Cucinare con gli avanzi
Di solito durante le feste si eccede con il cibo. Si tratta di una sorta di rito collettivo rivolto ad esorcizzare la povertà e gli stenti che hanno caratterizzato l’umanità per gran parte della sua storia.
Si tende ad eccedere e, nella nostra cultura in cui gran parte del cibo viene sprecata, questa tendenza si accentua nel corso delle grandi ricorrenze festive.
Così, dopo le cene della vigilia, che dovrebbero essere di magro, ma che sono diventate delle grandi abbuffate come pure i cenoni di Capodanno e le altre feste comandate, le nostre dispense e i nostri frigoriferi traboccano di avanzi il cui destino è spesso quello di riempire le voraci fauci dei nostri amici felini e canidi (se ne abbiamo), di essere devolute ai poveri (laddove esistono queste forme di organizzazione), o più spesso di finire nel bidone dell’indifferenziata in viaggio verso una discarica o un inceneritore.
Eppure con gli avanzi si possono preparare ottimi piatti.
Ne sapeva qualcosa Olindo Guerrini, poeta e scrittore vissuto fra la seconda metà dell’Ottocento e il primo ventennio del Novecento.
Guerrini, nativo di Forlì, e che si procurava da vivere facendo il bibliotecario presso l’Università di Bologna, della cui biblioteca divenne poi direttore, scrisse, con lo pseudonimo di Lorenzo Stecchetti, un libro dal titolo “L’arte di utilizzare gli avanzi della mensa”, pubblicato postumo, nel 1918 (due anni dopo la sua morte) in cui propone tantissime ricette di cucina povera fatte con gli avanzi.
Pare che il riferimento alla mensa, di cui al titolo, fosse una nascosta polemica con riferimento al suo magro stipendio che lo costringeva a nutrirsi degli avanzi della mensa.
Cucinare con i resti di ciò che è rimasto dal giorno prima è dunque un’arte della cucina povera che ha un’illustre tradizione letteraria, che è bene rispettare ed utile praticare.
La ricetta con gli avanzi che vi propongo oggi è semplicissima.
Capita spesso di avere dei resti di pesce, per esempio se avete cotto alla brace o comunque grigliato del buon pesce (spigole, orate, pagelli).
Nella tradizione ionica e di altre parti d’Italia (non nell’alto Adriatico però), il pesce viene grigliato senza essere squamato.
Le squame formano una struttura protettiva che consente alle carni di rimanere morbide senza bruciarsi, e soprattutto di conservare il sapore naturale.
In alternativa, se il pesce è squamato, si può avvolgerlo in foglie di vite o di agrume, in modo da ottenere la stessa protezione. Se avete cucinato del pesce in tale maniera, e ve ne è rimasto, provvedete a sfilettarlo, a liberarlo delle lische e delle squame.

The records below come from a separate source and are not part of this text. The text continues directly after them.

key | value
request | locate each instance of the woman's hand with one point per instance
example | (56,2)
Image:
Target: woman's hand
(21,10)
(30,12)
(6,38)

Ricavatene dei filetti o comunque dei pezzi di polpa, disponeteli in un piatto e conditeli con olio extra vergine, succo di limone non trattato e un trito di aglio e prezzemolo con una spruzzata di pepe nero macinato.
Guarnite con fettine e scorze d’arancia non trattate, e servite freddo.
Se gradite, e non avete problemi di ingrassare ulteriormente dopo le feste, potete accompagnarlo con una salsa composta da due terzi di yogurt greco (per solidarietà europea oltre che per la bontà del prodotto), un terzo di maionese leggera e una spruzzata di senape di Digione.